The invisibility of my illness was really hard, and writing has helped me process that. I experienced two challenges: the challenge of living with the symptoms, and the challenge of not being seen and heard. The latter is what almost killed me. When doctors told me I seemed fine, I felt my suffering was rendered meaningless. Not only would I never get better, it seemed, but my suffering would not in some small way add to a larger base of human knowledge. And so, I faced an existential problem as well as a medical one. Writing became my solution to that existential problem: I was driven to make a record of my suffering so that it might in some small way bring comfort and meaning to others like me, or to their family members or doctors.

I had to be very careful during the pandemic, mostly because my body was already compromised, and because I already lived with some of the nervous system dysregulation that long COVID seems to feature: POTS, or something quite like it, is common in long COVID, and my doctor told me that in her experience her POTS patients were more likely to find their symptoms significantly worsened after contracting COVID. Since I was already reporting for my book on the myriad ways that infections can trigger long-term illness, from autoimmune disease to myalgic encephalomyelitis/chronic fatigue syndrome, or post-treatment Lyme disease syndrome, I was concerned from early on that the SARS-COV-2 virus might trigger not just acute illness but a lot of chronic illness—that it might have the capability to trigger a mass long-term disabling event, as it in fact now seems to be doing. So from June of 2020, I actually began reporting on long COVID and spent much of my pandemic energy talking to and following patients and researchers as they have sought to understand this condition.

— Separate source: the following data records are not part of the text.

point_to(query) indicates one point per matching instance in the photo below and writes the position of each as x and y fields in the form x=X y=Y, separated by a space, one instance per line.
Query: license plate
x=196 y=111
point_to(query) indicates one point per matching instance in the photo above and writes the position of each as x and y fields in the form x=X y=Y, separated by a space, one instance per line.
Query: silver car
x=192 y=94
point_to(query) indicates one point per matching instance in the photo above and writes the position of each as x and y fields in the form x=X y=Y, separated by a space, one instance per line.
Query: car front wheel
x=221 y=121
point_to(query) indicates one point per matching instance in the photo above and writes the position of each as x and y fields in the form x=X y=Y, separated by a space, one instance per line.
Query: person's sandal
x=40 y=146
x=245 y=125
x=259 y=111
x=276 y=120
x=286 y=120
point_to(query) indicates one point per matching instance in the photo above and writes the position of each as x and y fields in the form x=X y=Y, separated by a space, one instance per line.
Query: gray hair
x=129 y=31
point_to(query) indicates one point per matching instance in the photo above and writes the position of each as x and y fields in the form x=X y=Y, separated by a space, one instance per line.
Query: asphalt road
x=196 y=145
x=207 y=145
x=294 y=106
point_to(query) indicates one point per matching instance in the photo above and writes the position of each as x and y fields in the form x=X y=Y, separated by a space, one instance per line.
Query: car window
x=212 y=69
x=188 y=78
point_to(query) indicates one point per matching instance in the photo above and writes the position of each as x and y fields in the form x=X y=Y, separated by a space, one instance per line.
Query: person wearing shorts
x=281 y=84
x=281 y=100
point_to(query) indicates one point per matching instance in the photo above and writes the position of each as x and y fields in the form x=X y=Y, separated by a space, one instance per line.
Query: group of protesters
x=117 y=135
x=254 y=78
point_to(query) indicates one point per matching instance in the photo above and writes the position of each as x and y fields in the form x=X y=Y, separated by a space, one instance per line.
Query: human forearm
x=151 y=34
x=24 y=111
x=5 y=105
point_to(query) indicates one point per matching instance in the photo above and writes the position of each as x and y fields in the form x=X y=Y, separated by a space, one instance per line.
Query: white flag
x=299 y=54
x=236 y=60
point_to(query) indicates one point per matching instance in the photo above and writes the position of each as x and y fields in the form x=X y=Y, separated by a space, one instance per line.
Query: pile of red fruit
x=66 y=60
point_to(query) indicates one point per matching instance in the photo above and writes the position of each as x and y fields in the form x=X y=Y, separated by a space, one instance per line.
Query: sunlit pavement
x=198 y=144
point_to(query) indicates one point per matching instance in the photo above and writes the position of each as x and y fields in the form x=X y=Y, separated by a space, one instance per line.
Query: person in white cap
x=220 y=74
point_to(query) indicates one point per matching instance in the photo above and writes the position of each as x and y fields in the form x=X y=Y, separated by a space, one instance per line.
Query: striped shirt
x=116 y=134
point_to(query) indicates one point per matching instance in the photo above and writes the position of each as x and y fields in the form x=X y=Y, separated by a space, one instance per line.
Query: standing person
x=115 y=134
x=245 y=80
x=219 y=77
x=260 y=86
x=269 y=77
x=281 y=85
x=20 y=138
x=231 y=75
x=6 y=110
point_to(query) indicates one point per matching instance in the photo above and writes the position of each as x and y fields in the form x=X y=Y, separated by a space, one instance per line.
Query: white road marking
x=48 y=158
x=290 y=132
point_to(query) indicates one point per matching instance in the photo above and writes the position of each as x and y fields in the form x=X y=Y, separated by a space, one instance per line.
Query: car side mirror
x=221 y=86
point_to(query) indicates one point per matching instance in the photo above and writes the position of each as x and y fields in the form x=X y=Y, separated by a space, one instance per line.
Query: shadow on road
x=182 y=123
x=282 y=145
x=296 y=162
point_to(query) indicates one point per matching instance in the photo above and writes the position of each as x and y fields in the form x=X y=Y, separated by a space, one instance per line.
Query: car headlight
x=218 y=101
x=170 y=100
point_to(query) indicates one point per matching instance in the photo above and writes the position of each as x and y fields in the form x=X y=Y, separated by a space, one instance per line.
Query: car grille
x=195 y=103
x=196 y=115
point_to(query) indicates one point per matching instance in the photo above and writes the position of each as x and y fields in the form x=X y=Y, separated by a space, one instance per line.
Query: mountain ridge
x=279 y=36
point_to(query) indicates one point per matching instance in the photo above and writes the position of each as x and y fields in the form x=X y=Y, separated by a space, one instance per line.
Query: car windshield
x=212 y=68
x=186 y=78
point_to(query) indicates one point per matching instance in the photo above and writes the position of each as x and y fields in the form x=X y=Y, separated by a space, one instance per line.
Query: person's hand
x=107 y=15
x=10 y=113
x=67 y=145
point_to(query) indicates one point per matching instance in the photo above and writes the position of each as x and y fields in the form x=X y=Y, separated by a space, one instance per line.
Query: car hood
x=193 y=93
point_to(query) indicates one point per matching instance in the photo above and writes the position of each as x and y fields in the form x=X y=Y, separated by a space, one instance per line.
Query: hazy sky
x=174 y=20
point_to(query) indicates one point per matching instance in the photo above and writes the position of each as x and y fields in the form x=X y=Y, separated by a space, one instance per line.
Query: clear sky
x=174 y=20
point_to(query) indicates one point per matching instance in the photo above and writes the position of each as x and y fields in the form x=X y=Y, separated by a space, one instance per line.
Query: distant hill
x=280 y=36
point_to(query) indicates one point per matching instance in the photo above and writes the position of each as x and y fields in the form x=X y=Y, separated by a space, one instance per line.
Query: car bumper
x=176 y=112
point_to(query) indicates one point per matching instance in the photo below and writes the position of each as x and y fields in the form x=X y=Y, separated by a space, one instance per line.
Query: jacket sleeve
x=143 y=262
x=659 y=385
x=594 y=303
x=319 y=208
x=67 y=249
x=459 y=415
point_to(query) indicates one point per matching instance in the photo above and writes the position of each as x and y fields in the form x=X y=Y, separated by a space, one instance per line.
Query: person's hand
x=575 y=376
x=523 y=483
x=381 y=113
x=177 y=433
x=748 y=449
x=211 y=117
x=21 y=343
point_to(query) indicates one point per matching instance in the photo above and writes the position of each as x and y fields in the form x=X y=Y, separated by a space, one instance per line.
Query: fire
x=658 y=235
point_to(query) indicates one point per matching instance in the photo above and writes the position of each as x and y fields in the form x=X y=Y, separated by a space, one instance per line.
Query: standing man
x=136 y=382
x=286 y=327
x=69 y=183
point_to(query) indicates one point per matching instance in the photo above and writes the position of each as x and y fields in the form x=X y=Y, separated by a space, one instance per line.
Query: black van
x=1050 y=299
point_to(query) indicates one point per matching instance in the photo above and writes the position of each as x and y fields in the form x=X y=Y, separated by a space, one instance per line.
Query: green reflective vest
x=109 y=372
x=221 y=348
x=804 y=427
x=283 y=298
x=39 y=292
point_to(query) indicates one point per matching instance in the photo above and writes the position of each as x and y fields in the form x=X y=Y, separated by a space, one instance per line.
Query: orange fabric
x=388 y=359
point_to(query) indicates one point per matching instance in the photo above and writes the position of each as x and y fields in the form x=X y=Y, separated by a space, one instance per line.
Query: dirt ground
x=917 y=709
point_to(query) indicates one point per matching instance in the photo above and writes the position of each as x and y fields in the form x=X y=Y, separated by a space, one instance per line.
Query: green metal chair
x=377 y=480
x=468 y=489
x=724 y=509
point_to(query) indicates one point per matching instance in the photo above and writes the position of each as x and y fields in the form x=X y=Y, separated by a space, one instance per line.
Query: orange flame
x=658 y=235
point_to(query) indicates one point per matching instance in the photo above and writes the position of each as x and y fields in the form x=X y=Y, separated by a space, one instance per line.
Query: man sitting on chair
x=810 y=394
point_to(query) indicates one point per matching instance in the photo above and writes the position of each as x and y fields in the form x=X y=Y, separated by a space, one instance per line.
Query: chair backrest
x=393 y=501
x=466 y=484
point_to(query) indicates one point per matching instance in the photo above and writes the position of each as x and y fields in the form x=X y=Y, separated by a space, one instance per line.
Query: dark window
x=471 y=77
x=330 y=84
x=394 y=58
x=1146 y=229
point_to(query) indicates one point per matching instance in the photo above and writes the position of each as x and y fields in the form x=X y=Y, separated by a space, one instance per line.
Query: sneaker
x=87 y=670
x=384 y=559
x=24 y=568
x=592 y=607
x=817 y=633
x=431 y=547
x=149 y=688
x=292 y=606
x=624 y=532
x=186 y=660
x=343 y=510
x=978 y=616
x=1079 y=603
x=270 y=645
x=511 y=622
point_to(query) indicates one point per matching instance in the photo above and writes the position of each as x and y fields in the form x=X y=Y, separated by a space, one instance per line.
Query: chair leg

I think the biggest issue facing us is first to recognize the silent epidemic of chronic illness we are living through in the United States and to start to build a more nuanced and informed cultural narrative around chronic illness, reimagining our individualist society as one that values an ethic of caring for one another. I know this is abstract—and big! But I do think that starting by telling urgent stories about the messiness of illness can help. More practically, we need to create a less siloed and more communicative health care system, in which doctors are trained to care for patients who are chronically ill and need empathy and warmth as much as they need medical interventions. (There are startling studies showing how powerful the biological effects of empathy from physicians can be for chronically ill patients.)

As the pandemic continues, it is becoming clear that we have a class of the able-bodied, who want to “move on,” and then we have a class of vulnerable chronically ill people whose voices we tend to dismiss. We see this in the pandemic, in the fight over masking, and in the cruelty shown toward the most vulnerable among us. In the rush to move on, we’re not having enough conversations about the need to make treatments like Paxlovid and Evusheld easily available to all. And we could be implementing a lot of practical changes in how we think about risk mitigation as case levels rise and fall. In this sense, we do need to start by emphasizing and building shared notions of the value of care—which we desperately need and will need all the more as the climate crisis worsens.

Patients really do value medical professionals’ opinions, which is, ironically, one of the reasons there can be tension in the doctor-patient relationship. I found I often craved a deep connection with my physicians. Doctors and health care workers should know that the simple act of witness and recognition has powerful reverberations. Validation can help those of us living with illness feel seen—and this in turn restores some meaning to our experience. Again, this is abstract, but it reverberates powerfully in the lives of those of us trying to figure out how to live with, rather than overcome, illness.